In Louisiana, the name of an LLC must contain the words “limited liability company,” or the abbreviations “LLC” or “L.C.” The name should be distinguishable from that of any other LLC registered in Louisiana. It is possible to reserve a name for a period of 60 days by filing an application with the Secretary of State and paying a fee of $25. If good cause is shown, two further 30 day extensions may be granted at no extra charge.
Articles of Organization
In order to form an LLC, Articles of Organization must be filed with the Commercial Division of the Secretary of State. The articles must state the purpose of the LLC, although it is permissible to use the phrase, “any or all lawful conduct for which a limited liability company may be organized.”
An LLC may be formed with one or more members; each member can be either a natural person or a business entity. Depending on its size and complexity, the company may be managed by either the members or persons appointed as managers. Both members and managers are deemed to stand in a fiduciary relationship to the LLC and must act in good faith and with the diligence, care, judgment and skill of an ordinary prudent person in similar circumstances.

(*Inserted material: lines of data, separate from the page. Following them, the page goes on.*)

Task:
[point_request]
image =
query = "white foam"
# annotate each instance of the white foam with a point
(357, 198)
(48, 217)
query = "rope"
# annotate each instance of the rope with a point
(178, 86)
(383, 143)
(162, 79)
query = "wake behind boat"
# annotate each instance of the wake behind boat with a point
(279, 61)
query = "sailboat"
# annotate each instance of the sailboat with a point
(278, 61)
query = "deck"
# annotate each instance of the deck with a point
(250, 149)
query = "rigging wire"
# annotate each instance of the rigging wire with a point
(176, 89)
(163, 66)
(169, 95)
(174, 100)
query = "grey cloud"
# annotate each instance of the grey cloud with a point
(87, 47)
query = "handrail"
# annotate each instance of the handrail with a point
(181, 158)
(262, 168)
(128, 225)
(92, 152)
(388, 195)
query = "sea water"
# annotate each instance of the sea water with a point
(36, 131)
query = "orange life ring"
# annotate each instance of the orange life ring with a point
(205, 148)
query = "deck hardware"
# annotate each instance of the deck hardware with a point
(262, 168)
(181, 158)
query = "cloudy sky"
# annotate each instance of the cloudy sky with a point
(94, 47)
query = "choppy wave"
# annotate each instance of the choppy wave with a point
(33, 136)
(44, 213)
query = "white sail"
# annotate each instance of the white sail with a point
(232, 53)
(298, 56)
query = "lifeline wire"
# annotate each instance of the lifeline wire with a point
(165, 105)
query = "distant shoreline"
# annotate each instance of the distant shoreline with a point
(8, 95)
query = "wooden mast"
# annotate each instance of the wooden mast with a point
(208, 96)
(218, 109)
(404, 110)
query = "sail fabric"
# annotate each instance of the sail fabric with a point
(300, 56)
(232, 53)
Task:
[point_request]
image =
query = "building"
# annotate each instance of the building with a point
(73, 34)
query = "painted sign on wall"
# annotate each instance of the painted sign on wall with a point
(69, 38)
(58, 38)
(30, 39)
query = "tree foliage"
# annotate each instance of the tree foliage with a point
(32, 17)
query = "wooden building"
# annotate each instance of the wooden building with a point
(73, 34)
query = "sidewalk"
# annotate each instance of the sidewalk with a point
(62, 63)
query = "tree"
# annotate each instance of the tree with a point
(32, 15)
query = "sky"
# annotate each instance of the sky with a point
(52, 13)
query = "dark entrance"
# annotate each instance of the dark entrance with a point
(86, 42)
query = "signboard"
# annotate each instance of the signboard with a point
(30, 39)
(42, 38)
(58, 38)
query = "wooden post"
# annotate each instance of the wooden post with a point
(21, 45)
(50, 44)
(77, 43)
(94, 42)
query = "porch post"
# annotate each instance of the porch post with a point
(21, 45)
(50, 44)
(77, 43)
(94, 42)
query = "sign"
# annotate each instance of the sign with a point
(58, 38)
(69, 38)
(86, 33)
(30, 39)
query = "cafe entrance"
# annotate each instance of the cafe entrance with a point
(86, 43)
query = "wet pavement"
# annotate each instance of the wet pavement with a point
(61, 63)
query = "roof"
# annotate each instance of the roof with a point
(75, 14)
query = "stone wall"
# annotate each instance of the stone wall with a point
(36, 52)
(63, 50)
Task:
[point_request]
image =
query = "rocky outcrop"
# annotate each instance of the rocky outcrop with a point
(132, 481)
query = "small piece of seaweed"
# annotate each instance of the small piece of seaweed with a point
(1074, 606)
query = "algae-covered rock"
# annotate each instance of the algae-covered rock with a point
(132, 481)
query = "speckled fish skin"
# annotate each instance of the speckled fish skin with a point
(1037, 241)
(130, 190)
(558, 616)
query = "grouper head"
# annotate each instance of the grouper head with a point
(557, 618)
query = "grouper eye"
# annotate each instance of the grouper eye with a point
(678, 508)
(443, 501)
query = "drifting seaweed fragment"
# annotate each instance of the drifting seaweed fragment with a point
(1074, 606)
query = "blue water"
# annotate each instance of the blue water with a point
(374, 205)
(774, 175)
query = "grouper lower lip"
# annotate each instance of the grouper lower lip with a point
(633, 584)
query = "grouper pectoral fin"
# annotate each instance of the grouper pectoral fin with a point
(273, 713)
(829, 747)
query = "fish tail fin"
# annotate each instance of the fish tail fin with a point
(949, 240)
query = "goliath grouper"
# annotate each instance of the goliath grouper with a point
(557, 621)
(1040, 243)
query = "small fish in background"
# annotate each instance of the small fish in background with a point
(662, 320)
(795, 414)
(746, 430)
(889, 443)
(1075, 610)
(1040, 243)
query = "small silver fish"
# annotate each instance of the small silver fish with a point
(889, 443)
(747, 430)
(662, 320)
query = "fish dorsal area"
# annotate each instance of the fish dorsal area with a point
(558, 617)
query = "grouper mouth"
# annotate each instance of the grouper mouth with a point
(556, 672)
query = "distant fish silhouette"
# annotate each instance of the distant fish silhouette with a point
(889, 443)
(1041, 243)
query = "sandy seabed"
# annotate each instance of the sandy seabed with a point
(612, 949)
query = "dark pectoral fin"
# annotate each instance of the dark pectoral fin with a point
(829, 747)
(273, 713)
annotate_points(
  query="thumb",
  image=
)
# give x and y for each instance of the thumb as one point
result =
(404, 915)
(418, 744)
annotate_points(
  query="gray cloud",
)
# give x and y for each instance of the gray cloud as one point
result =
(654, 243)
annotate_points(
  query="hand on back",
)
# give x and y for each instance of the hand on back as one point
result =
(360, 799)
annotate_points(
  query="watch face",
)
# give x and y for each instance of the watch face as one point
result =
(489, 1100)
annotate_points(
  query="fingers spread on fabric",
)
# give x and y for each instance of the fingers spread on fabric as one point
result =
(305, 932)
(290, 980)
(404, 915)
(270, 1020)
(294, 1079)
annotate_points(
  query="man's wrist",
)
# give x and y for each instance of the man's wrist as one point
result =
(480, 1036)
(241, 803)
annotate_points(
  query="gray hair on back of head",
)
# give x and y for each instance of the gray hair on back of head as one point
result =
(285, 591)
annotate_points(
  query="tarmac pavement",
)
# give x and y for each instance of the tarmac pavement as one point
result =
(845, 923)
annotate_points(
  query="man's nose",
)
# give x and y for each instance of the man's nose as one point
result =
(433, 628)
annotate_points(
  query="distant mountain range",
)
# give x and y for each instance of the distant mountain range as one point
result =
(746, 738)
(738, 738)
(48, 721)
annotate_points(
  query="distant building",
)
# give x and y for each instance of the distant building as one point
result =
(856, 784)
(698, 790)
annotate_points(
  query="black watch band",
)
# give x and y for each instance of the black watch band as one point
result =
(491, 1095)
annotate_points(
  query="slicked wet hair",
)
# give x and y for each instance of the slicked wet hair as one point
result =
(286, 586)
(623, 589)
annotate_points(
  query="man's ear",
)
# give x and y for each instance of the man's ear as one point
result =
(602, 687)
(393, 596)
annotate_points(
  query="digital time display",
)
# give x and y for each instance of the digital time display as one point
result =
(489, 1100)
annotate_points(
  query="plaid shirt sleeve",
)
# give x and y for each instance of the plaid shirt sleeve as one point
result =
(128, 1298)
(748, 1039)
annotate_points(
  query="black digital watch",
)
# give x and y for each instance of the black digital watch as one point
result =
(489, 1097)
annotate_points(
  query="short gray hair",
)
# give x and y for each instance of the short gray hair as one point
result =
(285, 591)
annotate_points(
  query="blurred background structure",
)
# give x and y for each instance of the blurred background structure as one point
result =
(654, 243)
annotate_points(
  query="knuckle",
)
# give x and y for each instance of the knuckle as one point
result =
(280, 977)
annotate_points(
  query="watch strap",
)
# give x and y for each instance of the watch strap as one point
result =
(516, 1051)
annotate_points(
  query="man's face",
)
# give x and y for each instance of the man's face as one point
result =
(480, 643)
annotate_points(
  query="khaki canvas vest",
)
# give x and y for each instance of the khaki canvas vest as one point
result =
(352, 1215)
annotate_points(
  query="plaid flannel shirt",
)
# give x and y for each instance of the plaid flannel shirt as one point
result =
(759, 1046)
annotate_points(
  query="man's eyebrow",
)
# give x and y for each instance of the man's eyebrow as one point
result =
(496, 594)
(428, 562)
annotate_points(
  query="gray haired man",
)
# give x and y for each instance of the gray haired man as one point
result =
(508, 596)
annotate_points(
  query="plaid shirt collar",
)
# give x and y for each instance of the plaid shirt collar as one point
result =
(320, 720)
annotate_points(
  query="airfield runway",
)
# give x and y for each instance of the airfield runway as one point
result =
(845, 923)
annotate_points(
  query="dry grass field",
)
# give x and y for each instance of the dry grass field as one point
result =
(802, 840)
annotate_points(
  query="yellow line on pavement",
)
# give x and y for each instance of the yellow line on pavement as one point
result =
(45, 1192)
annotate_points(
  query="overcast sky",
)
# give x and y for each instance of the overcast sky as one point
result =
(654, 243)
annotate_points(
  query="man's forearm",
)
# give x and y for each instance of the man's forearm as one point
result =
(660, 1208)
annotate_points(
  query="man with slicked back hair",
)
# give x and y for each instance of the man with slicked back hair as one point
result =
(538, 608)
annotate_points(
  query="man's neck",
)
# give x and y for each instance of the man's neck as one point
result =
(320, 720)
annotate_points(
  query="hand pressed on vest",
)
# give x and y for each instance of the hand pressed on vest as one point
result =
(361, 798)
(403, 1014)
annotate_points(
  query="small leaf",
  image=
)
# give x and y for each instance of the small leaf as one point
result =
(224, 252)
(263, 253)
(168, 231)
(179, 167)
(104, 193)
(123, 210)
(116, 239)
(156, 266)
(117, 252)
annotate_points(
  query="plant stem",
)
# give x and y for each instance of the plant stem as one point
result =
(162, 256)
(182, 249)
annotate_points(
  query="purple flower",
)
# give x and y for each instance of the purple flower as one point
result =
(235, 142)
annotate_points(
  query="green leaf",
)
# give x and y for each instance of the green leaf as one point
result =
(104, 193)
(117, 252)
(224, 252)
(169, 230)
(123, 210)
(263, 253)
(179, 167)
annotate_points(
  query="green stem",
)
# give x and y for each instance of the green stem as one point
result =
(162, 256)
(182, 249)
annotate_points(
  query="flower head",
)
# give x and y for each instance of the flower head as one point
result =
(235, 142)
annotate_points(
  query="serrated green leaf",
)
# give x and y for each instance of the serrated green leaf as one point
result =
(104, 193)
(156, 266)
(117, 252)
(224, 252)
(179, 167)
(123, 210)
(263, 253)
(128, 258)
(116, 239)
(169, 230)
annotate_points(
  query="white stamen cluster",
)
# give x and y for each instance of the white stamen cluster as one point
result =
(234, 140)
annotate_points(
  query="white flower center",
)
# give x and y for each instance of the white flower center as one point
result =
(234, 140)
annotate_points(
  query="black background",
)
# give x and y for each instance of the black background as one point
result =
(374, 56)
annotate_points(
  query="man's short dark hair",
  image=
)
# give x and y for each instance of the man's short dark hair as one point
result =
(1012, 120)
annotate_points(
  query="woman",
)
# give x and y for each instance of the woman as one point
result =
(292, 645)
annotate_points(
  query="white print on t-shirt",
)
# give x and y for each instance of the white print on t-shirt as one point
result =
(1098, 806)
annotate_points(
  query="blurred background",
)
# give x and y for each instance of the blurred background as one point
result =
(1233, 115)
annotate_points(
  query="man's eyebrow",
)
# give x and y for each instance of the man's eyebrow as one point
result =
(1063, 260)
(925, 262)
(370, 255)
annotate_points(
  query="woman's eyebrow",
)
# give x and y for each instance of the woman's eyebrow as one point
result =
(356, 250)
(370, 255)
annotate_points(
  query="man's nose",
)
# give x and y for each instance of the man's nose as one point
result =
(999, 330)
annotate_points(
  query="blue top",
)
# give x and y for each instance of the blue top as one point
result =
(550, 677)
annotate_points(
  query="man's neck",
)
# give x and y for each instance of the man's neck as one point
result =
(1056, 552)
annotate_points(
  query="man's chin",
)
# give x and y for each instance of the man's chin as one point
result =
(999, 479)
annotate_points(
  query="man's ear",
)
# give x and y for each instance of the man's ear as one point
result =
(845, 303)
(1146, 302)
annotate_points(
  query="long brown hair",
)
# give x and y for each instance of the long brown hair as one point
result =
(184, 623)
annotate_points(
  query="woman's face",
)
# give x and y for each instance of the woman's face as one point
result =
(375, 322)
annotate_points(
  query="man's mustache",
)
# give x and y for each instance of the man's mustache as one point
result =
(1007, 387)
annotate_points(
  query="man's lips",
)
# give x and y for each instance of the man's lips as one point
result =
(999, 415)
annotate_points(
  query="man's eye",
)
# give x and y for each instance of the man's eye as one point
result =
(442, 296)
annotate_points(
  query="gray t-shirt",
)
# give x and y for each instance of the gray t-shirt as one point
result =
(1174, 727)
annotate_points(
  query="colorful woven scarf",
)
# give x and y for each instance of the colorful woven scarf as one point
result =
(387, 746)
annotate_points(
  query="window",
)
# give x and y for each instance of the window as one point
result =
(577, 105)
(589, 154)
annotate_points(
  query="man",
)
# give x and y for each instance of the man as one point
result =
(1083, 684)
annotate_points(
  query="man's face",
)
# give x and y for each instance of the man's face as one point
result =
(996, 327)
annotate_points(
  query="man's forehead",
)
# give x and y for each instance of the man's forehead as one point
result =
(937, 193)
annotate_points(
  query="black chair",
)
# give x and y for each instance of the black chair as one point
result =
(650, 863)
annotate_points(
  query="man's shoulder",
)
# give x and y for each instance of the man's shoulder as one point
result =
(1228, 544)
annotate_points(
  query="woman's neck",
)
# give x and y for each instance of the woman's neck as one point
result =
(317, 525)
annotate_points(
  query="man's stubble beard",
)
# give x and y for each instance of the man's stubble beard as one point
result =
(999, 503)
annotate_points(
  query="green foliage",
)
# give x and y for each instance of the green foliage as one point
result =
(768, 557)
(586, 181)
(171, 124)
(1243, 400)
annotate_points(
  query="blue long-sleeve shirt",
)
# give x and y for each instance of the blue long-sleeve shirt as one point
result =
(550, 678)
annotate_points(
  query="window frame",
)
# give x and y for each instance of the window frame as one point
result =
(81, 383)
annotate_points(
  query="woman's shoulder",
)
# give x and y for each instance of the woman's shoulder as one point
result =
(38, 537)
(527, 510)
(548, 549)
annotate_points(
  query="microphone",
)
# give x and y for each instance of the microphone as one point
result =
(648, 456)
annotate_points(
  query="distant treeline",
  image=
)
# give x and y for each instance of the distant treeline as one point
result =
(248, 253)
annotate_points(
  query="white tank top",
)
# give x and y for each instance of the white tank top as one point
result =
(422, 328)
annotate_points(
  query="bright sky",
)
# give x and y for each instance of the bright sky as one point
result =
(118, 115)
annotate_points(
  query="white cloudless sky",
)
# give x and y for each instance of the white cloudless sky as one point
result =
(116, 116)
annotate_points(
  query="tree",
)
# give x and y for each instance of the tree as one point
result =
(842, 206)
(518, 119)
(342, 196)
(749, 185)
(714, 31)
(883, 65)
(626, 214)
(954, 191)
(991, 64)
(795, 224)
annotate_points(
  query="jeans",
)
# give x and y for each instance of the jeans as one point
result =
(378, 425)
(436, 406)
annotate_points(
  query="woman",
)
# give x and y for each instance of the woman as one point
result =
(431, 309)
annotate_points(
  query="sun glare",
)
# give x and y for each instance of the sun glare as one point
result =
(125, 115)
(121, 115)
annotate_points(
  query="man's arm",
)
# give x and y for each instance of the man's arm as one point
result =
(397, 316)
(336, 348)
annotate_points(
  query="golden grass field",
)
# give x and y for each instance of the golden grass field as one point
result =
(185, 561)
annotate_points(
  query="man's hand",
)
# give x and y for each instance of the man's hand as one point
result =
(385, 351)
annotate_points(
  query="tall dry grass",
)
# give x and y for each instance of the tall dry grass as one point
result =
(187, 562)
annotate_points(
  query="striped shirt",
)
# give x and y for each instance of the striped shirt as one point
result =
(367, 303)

Each LLC incorporated in Louisiana must have a registered agent with an address in the state. The registered agent is the person or entity upon whom official state correspondence is to be served. The registered agent can be an individual or a business entity. Each LLC must also have a registered office in Louisiana.
Every LLC must file an annual report with the Secretary of State, detailing the registered office, the registered agent, the managers and the members. Records of the full names and addresses of members and managers must also be kept at the registered office for inspection, together with income tax returns and reports, as well as any other financial statements.